27. Tutuklama tedbirine kişilerin suçluluğu hakkında kuvvetli belirti bulunmasının yanı sıra bu kişilerin kaçmalarını, delillerin yok edilmesini veya değiştirilmesini önlemek maksadıyla başvurulabilir. Başlangıçtaki bu tutuklama nedenleri belli bir süreye kadar tutukluluğun devamı için yeterli görülebilirse de bu süre geçtikten sonra, uzatmaya ilişkin kararlarda tutuklama nedenlerinin hâlâ devam ettiğinin gerekçeleriyle birlikte gösterilmesi gerekir. Bu gerekçeler “ilgili” ve “yeterli” görüldüğü takdirde, yargılama sürecinin özenli yürütülüp yürütülmediği de incelenmelidir. Davanın karmaşıklığı, organize suçlara dair olup olmadığı veya sanık sayısı gibi faktörler sürecin işleyişinde gösterilen özenin değerlendirilmesinde dikkate alınır. Tüm bu unsurların birlikte değerlendirilmesiyle sürenin makul olup olmadığı konusunda bir sonuca ulaşılabilir (Murat Narman, B. No: 2012/1137, 2/7/2013, § 63).

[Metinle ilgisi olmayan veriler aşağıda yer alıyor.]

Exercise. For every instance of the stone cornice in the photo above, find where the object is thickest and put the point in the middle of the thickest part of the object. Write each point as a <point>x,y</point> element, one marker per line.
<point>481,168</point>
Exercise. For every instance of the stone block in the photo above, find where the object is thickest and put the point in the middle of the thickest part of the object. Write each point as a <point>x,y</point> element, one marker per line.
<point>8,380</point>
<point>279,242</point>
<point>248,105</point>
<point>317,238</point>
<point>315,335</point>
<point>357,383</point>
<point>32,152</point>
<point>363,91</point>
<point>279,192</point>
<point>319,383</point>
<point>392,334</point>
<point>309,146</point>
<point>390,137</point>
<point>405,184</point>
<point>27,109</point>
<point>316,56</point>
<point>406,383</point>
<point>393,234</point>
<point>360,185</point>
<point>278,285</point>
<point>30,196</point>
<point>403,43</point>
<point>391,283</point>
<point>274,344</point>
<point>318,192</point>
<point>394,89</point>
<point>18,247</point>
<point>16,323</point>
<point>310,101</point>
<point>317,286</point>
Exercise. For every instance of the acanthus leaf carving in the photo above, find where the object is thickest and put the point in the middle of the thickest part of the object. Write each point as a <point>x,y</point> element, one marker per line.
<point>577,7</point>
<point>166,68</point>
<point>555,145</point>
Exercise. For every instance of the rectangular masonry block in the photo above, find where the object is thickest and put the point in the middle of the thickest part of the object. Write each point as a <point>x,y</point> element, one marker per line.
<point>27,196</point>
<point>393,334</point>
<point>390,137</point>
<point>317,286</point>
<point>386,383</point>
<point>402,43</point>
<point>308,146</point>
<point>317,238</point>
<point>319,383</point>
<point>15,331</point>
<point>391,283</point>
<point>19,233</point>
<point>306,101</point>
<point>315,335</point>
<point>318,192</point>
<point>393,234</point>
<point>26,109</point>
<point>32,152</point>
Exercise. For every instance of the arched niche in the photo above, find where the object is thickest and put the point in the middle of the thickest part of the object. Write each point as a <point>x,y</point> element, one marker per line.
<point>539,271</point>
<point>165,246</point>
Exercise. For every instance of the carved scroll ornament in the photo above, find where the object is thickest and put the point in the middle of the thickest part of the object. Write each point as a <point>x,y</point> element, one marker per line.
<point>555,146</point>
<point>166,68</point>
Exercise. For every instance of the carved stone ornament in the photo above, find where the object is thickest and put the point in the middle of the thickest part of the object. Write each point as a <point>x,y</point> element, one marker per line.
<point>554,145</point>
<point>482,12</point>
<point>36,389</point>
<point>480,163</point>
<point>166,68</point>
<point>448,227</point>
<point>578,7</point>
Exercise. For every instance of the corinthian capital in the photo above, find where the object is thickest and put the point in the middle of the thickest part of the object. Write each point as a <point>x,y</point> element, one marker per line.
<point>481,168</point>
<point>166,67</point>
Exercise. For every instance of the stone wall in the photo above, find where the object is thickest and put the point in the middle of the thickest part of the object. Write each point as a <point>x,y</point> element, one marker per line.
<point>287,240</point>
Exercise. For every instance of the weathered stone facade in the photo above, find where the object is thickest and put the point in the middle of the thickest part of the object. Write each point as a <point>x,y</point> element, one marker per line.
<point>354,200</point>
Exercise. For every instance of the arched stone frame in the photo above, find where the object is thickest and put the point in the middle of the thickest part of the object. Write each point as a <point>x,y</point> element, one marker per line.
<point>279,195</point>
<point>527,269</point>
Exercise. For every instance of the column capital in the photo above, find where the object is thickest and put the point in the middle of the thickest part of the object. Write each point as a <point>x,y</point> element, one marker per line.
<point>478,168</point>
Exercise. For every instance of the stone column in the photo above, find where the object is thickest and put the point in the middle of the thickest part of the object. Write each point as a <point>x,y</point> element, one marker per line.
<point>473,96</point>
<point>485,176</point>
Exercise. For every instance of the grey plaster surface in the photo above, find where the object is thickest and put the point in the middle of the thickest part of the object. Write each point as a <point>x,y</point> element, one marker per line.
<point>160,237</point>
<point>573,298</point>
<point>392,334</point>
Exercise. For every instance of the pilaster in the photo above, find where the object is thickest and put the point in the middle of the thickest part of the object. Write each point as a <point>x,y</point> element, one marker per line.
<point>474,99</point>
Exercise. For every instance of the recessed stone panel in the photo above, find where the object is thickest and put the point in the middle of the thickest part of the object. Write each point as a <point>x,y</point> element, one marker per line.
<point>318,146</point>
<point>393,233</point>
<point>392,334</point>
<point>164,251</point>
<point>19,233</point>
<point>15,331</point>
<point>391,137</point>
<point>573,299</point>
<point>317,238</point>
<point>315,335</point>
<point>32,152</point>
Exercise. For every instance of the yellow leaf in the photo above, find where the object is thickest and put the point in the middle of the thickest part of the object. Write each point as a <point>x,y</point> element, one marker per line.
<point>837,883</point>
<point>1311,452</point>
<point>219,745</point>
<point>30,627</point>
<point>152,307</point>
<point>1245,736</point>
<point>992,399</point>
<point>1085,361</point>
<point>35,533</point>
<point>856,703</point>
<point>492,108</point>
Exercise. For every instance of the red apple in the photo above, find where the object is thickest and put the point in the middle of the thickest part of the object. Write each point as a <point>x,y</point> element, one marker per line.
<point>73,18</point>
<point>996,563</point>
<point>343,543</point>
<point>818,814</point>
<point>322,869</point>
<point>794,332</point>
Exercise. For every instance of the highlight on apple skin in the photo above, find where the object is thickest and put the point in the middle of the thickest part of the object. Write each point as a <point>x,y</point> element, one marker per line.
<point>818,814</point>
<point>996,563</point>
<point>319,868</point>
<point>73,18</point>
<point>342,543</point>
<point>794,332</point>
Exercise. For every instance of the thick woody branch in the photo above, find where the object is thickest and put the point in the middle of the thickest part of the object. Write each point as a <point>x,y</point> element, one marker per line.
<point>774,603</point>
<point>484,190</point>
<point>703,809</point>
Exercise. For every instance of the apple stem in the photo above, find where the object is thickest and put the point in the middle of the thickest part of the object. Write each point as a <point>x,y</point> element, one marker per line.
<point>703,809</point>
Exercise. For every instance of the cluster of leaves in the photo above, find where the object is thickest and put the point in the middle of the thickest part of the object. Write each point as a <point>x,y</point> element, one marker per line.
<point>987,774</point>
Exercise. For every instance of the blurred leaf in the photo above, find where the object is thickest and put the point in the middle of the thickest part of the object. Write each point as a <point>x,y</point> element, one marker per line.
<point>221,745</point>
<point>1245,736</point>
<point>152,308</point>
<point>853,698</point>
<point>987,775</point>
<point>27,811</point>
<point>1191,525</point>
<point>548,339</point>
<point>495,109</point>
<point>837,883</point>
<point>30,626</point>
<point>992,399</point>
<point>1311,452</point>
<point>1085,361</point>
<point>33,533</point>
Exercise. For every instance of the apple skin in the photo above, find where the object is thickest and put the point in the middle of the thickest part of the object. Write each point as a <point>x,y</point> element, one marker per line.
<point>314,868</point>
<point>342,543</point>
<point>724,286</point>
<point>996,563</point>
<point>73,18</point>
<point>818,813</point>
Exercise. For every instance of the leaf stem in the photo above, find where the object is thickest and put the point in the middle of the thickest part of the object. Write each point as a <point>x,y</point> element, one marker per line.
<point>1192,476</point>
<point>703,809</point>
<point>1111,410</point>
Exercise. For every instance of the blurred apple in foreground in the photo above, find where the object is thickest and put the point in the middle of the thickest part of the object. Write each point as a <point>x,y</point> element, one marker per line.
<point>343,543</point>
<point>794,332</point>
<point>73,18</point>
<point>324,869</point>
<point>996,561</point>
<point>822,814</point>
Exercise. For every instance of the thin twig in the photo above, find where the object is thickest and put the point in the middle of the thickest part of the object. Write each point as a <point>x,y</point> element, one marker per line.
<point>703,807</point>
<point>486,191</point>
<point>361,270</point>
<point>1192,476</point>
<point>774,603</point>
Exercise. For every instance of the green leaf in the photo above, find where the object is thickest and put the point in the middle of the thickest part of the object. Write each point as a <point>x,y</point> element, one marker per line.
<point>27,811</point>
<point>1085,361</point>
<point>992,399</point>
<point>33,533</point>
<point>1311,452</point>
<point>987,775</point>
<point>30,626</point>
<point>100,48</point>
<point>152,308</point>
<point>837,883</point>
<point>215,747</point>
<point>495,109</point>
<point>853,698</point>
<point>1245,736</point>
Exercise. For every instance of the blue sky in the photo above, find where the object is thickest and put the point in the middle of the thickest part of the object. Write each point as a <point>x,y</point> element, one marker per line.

28. Dolayısıyla Anayasa’nın 19. maddesinin yedinci fıkrasının ihlal edilip edilmediğinin değerlendirmesinde esas olarak, serbest bırakılma taleplerine ilişkin kararların gerekçelerine bakılmalı ve tutuklu bulunan kişiler tarafından yapılan tutukluluğa itiraz başvurularında sunulan belgeler çerçevesinde kararların yeterince gerekçelendirilmiş olup olmadığı göz önüne alınmalıdır (Murat Narman, B. No: 2012/1137, 2/7/2013, § 64).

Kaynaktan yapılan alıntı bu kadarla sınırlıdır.